Because all of the parties were anxious to have the equipment disposed of so NFO could move the site of its operations to another location free and clear of additional rental obligations for its former headquarters, the lease whereof was to expire May 10, 1985 and because the trustee stated the amounts of the offers were adequate for the property in its present condition, the undersigned proceeded with the sale hearing at the hospital (in spite of his doubts of the propriety of NFO unilaterally terminating the lease and the arrangements with Sandy Lake Transfer, Inc.) at which no higher bids were received to the offer of Jack B. Qutermous in the modified sum of $21,500.
That evening the undersigned adverted to the existence of the principles of law above stated that he had no jurisdiction or authority to make an Order confirming the sale of the subject matter of the litigation and phoned counsel for the parties to that effect.
[507]*507It is suggested for the convenience of the Court, that the Court could withdraw the reference of the proceeding from the undersigned and proceed to sell the property itself, remand it to the undersigned retroactively in such manner that the present sale could be confirmed, or remand it to the undersigned to instruct the trustee to obtain new offers of purchase and file proceedings to consummate the same anew, as the Court may desire and apologizes abjectly for not adverting to the legal realities of the situation in the first instance as he has to counsel for the parties notwithstanding their failure to ask the District Court to remand the proceeding to him or to call the matter to his attention.
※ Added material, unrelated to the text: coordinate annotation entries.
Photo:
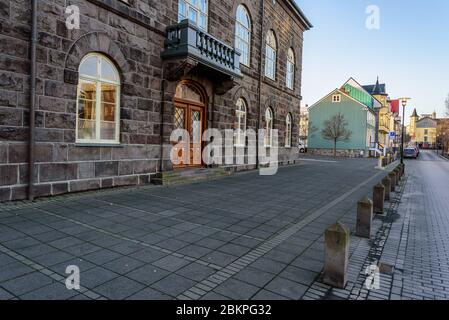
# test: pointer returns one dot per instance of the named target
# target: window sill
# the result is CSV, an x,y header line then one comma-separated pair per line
x,y
98,145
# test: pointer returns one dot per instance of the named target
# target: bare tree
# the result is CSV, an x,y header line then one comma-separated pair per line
x,y
335,129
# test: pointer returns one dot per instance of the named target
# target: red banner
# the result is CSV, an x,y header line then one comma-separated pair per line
x,y
395,106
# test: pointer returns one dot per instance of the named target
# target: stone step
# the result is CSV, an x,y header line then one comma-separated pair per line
x,y
186,176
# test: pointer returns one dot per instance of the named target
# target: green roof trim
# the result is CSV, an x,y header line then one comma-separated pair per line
x,y
359,95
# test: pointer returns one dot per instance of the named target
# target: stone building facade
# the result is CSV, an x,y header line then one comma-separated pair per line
x,y
89,138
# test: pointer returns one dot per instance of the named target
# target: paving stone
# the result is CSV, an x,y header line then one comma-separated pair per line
x,y
236,290
287,288
54,291
119,288
254,277
123,265
149,294
173,285
219,258
147,274
27,283
96,276
195,271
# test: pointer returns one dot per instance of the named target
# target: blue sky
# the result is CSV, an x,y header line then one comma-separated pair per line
x,y
410,51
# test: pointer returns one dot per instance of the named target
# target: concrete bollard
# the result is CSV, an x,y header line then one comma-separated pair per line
x,y
381,163
387,183
398,175
379,198
364,218
336,255
392,177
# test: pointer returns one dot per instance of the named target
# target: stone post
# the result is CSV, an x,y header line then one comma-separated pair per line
x,y
387,183
379,198
392,177
336,241
398,176
364,218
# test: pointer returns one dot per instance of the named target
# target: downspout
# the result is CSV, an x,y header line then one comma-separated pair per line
x,y
262,7
161,166
32,100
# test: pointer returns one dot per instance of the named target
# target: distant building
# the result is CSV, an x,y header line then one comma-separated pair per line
x,y
388,120
424,129
358,107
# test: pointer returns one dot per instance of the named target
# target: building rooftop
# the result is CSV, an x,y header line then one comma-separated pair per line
x,y
378,88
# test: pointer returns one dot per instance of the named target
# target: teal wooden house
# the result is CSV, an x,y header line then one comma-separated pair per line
x,y
358,107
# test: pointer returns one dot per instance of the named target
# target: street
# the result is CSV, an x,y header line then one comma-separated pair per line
x,y
242,237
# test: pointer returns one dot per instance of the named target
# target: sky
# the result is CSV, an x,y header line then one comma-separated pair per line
x,y
409,52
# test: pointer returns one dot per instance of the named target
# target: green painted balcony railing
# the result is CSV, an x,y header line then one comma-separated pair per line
x,y
186,40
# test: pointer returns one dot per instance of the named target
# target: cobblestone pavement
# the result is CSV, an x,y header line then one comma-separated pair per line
x,y
412,237
242,237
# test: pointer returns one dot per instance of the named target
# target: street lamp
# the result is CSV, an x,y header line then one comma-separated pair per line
x,y
404,104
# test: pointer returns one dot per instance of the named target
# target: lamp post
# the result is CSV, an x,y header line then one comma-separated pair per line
x,y
404,104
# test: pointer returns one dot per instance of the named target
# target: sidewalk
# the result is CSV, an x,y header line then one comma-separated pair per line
x,y
412,239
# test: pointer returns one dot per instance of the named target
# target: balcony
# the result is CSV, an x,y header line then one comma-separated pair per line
x,y
186,44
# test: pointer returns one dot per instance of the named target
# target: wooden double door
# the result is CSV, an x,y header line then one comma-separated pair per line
x,y
190,117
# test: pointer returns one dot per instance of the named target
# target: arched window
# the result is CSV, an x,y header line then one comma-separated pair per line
x,y
290,81
98,101
270,55
240,123
288,130
268,127
194,10
243,34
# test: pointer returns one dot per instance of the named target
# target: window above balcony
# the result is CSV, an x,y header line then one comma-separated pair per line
x,y
194,10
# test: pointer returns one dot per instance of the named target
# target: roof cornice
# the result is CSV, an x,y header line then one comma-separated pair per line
x,y
300,14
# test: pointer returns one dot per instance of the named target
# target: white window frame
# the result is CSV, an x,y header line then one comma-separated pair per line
x,y
240,130
288,130
194,6
336,98
290,77
270,55
242,30
269,119
98,81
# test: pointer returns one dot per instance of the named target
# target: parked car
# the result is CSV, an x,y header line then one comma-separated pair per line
x,y
302,147
411,152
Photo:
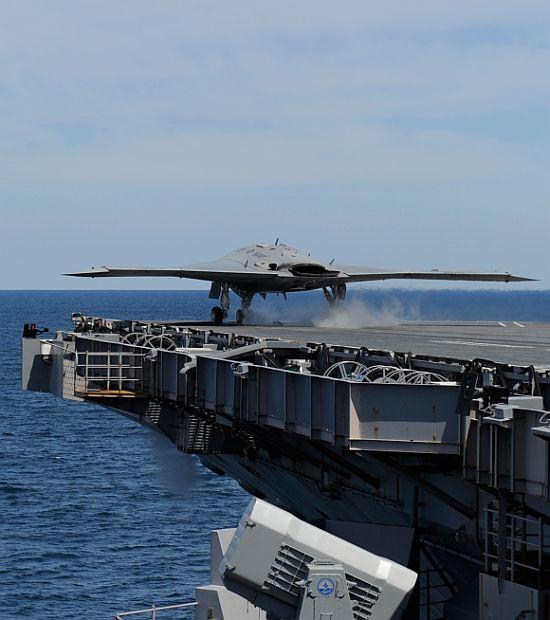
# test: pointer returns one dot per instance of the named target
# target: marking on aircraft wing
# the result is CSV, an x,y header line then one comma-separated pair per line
x,y
484,344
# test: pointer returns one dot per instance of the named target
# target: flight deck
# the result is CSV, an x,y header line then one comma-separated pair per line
x,y
511,341
426,443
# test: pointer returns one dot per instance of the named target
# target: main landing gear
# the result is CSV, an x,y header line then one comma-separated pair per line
x,y
221,312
Submitted herewith for the Court’s consideration are the motion for sale of the National Farmers Organization for $22,700 subject to a 15% commission and later determination of the title to after acquired property and the proportion of the sale proceeds applicable thereto, and the petition of the trustee to sell the milk delivery equipment to Crisci Food Equipment Company for the sum of $20,000. The creditors were duly notified of the sale hearing prior to May 10, 1985 which was also duly advertised in the Mercer County Law Journal and a newspaper of general circulation in Mercer County which will be submitted upon request.